Imposing millions of dollars in fines and other measures don’t seem to be having the desired effect on Beijing’s pollution problem.
The current air quality index (AQI) rules stipulate that a red alert must be issued when the AQI exceeds 200 for at least three days – that’s for the capital. In neighboring Tianjin and Hebei, it’s only triggered when the level exceeds 500 per day.
Starting this March, the country will employ a uniform average measurement for both the capital and its surrounding areas. A red alert will also be imposed if the average air quality is at 200 for four days straight, 300 for at least two days, or 500 for a single day.

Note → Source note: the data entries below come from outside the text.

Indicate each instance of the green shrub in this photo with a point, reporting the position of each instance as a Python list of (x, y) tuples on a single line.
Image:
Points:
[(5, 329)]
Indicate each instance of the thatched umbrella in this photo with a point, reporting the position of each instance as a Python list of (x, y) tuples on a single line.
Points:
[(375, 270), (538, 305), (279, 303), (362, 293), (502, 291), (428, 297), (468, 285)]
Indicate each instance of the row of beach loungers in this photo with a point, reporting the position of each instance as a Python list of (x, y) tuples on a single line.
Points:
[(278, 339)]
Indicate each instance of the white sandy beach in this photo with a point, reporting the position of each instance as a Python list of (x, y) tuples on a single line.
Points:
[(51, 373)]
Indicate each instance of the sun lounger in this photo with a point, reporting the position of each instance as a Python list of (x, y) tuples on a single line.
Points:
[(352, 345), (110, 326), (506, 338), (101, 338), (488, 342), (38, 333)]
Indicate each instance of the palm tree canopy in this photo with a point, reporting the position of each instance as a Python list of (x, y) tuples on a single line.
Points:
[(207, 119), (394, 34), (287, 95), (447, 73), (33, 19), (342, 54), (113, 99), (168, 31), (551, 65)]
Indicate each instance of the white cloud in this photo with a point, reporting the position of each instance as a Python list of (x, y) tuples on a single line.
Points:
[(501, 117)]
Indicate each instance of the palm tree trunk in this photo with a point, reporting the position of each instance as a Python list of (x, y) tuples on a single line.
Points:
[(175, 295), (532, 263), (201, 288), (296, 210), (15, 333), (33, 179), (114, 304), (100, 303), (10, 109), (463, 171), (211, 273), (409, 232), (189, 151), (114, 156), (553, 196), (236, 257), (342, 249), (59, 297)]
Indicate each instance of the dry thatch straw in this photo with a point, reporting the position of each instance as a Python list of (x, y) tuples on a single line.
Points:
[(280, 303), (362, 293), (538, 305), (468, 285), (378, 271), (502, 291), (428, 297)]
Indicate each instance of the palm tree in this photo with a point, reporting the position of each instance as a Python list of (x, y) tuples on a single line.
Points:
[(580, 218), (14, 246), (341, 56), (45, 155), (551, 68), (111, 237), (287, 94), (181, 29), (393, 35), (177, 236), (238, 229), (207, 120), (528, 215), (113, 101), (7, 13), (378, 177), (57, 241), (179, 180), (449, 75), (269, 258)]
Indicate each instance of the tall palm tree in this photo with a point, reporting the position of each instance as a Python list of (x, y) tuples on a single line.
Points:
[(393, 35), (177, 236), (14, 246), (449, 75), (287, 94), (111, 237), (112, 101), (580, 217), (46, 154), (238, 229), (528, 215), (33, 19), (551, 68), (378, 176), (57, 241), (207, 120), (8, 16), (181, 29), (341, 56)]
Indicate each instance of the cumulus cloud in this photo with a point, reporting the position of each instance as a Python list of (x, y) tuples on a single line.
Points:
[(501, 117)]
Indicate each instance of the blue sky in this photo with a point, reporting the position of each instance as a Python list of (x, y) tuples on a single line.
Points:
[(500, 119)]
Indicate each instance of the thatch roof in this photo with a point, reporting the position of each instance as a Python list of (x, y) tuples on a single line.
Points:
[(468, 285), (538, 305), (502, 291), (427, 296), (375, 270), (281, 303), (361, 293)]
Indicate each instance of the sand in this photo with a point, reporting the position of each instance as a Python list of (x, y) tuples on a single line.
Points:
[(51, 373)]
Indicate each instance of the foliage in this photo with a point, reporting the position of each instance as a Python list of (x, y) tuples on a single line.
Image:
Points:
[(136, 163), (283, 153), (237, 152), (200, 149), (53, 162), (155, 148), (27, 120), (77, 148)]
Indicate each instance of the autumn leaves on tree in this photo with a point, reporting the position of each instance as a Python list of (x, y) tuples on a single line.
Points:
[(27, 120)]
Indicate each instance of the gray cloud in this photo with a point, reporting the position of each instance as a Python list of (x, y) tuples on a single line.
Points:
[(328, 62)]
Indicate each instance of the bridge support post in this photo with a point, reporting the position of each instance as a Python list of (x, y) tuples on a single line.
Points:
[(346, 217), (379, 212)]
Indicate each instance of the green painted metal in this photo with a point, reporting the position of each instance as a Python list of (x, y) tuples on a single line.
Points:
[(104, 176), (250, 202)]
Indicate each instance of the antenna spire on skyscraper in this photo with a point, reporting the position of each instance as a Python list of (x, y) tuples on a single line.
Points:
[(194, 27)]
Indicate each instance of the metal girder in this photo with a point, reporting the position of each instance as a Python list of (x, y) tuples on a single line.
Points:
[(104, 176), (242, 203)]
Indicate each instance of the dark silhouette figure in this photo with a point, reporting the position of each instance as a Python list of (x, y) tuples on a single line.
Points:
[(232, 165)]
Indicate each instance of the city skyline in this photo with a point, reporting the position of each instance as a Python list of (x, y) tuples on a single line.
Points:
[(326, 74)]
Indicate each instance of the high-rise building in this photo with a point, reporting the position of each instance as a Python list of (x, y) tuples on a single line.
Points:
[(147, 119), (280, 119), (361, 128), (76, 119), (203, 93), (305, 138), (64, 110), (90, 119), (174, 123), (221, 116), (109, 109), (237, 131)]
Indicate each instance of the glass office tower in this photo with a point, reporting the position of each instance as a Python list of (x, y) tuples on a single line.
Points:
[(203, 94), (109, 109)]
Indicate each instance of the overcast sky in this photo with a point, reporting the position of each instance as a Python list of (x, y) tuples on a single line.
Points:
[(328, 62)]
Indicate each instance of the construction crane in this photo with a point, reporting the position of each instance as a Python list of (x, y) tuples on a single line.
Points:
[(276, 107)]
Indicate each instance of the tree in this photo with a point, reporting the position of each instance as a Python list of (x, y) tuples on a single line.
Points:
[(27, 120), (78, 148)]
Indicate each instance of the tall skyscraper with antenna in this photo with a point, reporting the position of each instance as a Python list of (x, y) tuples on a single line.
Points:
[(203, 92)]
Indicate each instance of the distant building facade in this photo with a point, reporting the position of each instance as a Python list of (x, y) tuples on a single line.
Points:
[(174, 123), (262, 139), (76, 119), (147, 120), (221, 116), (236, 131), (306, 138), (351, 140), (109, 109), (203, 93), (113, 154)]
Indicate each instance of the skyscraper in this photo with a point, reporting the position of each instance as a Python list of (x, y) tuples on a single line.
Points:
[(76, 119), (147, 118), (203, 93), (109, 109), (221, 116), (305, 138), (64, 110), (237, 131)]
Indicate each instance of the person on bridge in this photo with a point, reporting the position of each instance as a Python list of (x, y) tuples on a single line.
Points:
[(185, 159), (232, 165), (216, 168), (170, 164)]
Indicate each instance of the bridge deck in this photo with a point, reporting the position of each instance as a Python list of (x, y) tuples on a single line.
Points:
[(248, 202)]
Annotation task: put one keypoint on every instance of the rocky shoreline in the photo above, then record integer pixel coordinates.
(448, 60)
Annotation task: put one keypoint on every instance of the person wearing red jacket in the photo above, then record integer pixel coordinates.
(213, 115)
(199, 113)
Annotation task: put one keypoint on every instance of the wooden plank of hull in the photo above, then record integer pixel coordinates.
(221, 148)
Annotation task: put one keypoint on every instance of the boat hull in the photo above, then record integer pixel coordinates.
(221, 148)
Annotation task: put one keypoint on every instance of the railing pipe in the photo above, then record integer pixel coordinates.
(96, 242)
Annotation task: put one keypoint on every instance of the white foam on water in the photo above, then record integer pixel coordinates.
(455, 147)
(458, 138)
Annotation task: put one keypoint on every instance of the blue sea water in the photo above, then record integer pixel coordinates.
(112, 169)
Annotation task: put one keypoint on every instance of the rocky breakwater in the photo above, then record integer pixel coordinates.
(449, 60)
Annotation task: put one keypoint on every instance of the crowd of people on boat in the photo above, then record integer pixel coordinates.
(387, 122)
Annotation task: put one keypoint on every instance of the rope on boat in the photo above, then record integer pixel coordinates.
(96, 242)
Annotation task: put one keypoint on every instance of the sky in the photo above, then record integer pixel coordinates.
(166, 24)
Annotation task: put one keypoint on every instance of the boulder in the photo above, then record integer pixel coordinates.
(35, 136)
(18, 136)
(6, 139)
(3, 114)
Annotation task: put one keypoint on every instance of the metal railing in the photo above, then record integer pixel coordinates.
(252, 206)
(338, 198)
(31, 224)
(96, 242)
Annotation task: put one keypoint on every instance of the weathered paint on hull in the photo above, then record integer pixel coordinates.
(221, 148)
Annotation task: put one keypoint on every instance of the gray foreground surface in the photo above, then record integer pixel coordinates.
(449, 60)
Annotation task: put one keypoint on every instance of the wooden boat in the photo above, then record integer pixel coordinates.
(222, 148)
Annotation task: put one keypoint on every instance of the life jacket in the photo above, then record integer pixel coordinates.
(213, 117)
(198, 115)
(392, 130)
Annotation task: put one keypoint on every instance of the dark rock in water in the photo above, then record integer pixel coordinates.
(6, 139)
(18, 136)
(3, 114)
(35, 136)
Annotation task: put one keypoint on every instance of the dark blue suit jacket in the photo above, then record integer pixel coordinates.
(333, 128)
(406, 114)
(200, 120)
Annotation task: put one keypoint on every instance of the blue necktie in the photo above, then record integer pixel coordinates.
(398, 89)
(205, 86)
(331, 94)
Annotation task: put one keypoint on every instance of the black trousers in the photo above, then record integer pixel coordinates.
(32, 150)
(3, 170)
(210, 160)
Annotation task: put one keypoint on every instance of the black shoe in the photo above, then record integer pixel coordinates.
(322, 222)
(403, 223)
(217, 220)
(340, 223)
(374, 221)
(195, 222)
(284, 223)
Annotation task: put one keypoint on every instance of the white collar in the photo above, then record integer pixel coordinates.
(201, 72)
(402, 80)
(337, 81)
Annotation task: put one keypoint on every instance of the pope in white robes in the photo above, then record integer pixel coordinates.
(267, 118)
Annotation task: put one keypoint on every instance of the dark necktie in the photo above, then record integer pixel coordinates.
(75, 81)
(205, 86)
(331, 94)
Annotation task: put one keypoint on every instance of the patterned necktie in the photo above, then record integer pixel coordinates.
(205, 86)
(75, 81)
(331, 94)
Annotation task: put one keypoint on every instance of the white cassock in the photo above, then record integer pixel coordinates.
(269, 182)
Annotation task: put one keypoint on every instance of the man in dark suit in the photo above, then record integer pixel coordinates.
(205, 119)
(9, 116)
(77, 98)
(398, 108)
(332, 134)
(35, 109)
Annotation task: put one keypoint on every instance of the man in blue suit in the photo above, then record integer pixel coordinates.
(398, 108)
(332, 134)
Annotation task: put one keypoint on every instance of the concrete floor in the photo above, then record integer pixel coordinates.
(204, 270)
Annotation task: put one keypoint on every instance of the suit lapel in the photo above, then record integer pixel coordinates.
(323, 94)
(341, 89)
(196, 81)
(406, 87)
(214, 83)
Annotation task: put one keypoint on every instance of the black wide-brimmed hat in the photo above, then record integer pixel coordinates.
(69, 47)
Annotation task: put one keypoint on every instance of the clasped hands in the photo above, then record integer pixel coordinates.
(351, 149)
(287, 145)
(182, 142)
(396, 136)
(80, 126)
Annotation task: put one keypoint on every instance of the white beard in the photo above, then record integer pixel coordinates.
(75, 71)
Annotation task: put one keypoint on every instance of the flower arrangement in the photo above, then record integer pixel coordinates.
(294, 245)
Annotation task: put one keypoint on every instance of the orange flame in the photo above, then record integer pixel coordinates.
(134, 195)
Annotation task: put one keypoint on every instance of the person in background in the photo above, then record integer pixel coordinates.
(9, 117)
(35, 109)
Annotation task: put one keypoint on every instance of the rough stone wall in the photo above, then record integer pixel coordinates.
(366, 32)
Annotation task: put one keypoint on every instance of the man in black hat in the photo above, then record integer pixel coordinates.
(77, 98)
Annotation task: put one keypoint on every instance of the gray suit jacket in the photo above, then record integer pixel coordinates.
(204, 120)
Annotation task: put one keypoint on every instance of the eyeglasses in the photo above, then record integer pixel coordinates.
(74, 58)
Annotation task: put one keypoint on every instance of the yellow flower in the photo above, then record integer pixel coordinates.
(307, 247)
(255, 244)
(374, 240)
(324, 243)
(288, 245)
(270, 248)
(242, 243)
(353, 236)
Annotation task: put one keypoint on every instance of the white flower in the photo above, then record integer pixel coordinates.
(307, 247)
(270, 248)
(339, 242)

Of the five major pollutants, including carbon monoxide and others, authorities calculate the individual score for pollution for each pollutant present in the atmosphere. The highest score is the current AQI. But the scores are non-linear, as is the final AQI. Some pollutants are measured on a different curve.
According to the environmental protection bureau, raising the threshold around the capital should also affect pollution levels in outlying regions. Response measures to alerts have not been altered, but each city will be able to decide on school closures at its own discretion.
The report comes just as another measure was announced – to build wind corridors across the capital, designed to redirect the flow of smog away from the city. The special ventilation corridors will measure 80 to 500 meters and connect parks and rivers, as well as highways and tall buildings.
China has recently admitted that, despite all efforts to keep the smog at bay, it’s unlikely to meet the pollution goals it agreed to reach by 2030. The country is one of the biggest pollutants in the world and parts of its capital and other, industrial areas in the vicinity, are considered hazardous to be in for extended periods of time.
The government announced in January it would close some 2,500 companies with a high record of polluting sometime this year.